跨子域的 PHP 会话 2

2022-01-24 00:00:00 session debian php cross-domain

This is a complement of PHP Sessions across sub domains
I tried what is indicated on that question, and I see that the issue wasn't given.

So I need to have sessions across sub-domains (www.example.com to forum.example.com)

What I did on www.example.com is

session_name("a_name");
session_set_cookie_params(0, '/', '.example.com');
session_start();

echo session_id();
$_SESSION['test'] = 123;

On forum.example.com

session_name("a_name");
session_set_cookie_params(0, '/', '.example.com');
session_start();

echo session_id();
print_r($_SESSION);

The session_id are exactly the same, but the $_SESSION doesn't output anything.
How to make forum.example.com output 123 ?

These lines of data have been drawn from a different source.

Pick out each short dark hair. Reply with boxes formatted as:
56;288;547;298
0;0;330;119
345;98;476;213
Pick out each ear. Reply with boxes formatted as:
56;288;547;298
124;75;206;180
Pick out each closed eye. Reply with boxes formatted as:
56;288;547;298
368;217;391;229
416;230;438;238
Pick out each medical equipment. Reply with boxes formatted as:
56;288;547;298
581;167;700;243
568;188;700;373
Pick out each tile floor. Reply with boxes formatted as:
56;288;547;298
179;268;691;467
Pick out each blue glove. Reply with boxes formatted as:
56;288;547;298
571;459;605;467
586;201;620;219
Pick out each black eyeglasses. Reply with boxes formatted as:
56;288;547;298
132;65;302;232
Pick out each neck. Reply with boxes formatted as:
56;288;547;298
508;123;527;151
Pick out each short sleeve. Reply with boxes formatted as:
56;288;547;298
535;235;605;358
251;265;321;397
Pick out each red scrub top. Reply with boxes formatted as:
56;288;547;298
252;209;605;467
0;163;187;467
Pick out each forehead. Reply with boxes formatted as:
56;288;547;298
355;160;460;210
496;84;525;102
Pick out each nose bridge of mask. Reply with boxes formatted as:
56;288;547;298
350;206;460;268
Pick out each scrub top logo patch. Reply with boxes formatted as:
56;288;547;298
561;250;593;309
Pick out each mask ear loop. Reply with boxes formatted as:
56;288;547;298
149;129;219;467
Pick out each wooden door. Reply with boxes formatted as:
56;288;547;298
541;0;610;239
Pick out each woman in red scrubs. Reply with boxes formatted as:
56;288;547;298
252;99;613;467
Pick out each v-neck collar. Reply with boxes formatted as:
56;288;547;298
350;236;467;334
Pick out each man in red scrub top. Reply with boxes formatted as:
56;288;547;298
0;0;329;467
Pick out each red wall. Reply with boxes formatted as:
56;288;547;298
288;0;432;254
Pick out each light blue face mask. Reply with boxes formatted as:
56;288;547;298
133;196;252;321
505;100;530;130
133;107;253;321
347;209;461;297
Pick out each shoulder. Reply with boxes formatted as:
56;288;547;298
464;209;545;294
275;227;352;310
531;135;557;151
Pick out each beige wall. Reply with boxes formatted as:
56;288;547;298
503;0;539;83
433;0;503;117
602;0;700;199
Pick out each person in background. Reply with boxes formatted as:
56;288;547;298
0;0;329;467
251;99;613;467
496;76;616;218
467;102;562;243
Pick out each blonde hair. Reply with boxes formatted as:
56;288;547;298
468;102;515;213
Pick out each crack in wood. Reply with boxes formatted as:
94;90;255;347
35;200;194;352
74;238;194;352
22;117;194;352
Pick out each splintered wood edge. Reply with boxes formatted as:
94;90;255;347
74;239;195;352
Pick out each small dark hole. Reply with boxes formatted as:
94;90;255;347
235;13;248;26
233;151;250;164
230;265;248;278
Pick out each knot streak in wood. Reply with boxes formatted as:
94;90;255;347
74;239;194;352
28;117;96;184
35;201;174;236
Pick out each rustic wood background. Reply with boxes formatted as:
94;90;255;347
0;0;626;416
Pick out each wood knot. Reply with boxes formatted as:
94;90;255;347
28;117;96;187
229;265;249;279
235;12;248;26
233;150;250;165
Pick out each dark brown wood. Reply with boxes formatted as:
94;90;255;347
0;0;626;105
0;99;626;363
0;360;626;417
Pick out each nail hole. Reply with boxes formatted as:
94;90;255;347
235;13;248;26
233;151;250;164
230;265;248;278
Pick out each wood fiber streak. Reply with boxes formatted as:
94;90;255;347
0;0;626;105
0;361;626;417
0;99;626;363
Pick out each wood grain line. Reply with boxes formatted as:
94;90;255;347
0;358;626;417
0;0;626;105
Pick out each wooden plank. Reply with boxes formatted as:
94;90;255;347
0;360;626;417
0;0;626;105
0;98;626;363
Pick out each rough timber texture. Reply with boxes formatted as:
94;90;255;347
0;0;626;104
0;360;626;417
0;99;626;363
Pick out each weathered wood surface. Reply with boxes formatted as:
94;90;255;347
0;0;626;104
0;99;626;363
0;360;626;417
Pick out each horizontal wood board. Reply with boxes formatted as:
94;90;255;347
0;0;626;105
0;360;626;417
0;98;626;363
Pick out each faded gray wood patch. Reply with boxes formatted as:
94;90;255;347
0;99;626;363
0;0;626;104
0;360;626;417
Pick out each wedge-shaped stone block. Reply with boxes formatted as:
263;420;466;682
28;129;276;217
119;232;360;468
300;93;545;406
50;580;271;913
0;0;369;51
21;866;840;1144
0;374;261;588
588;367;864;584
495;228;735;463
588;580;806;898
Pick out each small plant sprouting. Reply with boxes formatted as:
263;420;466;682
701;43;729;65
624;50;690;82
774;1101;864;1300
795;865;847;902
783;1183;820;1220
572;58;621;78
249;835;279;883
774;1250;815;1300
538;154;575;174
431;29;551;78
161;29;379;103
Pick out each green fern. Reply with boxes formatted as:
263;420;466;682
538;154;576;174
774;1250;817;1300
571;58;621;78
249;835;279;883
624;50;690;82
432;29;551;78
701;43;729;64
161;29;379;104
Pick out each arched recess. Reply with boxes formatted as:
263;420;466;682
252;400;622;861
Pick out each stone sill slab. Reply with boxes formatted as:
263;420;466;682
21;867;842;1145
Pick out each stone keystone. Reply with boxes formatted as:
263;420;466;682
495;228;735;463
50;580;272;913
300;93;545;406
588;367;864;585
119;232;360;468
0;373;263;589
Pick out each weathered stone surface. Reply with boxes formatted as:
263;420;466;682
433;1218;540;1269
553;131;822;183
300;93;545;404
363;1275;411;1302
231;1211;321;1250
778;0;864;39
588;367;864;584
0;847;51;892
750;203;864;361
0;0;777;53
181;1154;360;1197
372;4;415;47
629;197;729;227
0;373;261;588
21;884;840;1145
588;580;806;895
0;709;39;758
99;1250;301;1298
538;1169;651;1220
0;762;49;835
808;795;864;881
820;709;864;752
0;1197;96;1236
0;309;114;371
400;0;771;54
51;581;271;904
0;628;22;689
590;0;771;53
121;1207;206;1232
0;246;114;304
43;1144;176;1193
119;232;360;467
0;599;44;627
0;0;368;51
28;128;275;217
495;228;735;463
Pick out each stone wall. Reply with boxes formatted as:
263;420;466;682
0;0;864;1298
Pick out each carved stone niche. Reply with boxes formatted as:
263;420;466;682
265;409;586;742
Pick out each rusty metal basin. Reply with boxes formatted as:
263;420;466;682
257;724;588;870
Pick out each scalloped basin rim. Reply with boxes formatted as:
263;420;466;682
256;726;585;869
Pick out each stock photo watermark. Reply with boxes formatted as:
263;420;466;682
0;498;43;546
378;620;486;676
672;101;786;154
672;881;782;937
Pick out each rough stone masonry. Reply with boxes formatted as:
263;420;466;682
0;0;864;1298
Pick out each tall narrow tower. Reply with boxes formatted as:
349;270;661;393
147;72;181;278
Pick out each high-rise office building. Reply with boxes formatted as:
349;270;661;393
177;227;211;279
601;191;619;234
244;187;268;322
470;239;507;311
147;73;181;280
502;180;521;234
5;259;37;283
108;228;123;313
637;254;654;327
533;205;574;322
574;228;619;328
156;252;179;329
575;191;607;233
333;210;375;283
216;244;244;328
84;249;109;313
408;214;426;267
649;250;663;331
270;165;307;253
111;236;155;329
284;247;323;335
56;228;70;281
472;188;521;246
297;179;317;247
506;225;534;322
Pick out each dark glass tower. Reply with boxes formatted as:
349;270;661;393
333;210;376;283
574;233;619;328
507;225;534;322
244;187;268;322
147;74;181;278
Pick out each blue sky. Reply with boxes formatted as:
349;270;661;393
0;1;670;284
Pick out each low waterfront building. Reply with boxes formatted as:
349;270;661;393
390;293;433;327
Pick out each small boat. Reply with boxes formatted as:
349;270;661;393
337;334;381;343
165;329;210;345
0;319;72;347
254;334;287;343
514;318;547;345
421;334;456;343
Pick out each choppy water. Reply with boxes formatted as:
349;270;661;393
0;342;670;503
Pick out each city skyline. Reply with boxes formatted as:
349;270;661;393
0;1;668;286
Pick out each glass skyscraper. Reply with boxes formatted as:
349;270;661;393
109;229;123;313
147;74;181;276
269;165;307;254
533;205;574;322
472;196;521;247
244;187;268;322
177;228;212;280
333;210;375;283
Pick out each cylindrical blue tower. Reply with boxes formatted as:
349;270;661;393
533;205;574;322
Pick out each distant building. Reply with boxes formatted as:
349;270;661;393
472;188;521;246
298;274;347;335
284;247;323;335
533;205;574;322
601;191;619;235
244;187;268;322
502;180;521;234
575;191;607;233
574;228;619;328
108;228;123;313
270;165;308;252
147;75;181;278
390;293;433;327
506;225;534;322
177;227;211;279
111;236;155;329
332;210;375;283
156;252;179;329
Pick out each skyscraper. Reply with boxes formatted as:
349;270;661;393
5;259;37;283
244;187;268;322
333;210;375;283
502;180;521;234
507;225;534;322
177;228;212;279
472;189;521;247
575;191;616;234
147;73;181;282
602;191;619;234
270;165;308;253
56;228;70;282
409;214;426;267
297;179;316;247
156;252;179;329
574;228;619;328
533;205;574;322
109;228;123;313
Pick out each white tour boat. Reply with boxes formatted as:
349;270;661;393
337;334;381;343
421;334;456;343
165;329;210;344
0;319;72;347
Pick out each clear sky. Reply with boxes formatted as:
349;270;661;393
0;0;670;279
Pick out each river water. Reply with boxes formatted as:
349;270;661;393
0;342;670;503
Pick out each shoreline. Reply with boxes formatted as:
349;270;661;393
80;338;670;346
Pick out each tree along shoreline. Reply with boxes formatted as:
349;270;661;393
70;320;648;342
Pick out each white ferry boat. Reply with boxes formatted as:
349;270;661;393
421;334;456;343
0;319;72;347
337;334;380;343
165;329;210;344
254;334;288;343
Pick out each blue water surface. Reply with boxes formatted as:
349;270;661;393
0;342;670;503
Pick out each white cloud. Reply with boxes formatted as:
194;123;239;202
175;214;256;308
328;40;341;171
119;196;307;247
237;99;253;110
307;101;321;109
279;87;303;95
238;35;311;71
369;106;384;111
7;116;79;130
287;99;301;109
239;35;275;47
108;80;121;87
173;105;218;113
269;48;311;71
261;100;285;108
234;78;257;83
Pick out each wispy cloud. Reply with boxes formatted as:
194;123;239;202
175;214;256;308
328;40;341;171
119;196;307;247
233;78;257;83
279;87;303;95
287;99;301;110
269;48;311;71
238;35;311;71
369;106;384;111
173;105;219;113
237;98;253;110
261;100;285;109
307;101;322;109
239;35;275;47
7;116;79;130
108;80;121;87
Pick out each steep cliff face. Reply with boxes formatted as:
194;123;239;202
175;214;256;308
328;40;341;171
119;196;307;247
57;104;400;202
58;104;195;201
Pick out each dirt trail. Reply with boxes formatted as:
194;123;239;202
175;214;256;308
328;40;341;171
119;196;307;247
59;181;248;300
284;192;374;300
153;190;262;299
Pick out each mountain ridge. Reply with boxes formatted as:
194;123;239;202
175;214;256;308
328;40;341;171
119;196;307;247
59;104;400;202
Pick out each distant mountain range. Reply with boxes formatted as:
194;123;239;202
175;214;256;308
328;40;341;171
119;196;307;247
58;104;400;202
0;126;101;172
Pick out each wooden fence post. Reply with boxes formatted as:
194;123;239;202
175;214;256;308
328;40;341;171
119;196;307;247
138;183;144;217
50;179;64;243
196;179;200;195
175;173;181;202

I tried session.cookie_domain = .example.com but doesn't change anything

When I go on forum.example.com it destroys the www.example.com sessions, and it does the same on the other way, like if it detects that it comes from another sub-domain and erases everything for security.

The 2 sub-domains are on the same Debian server

Another thing that I noticed is that without session_name and session_set_cookie_params it still has exactly the same session_id, when I set session.cookie_domain

Thank You

解决方案

Ok, I've thought about this for a while and I think I've got it.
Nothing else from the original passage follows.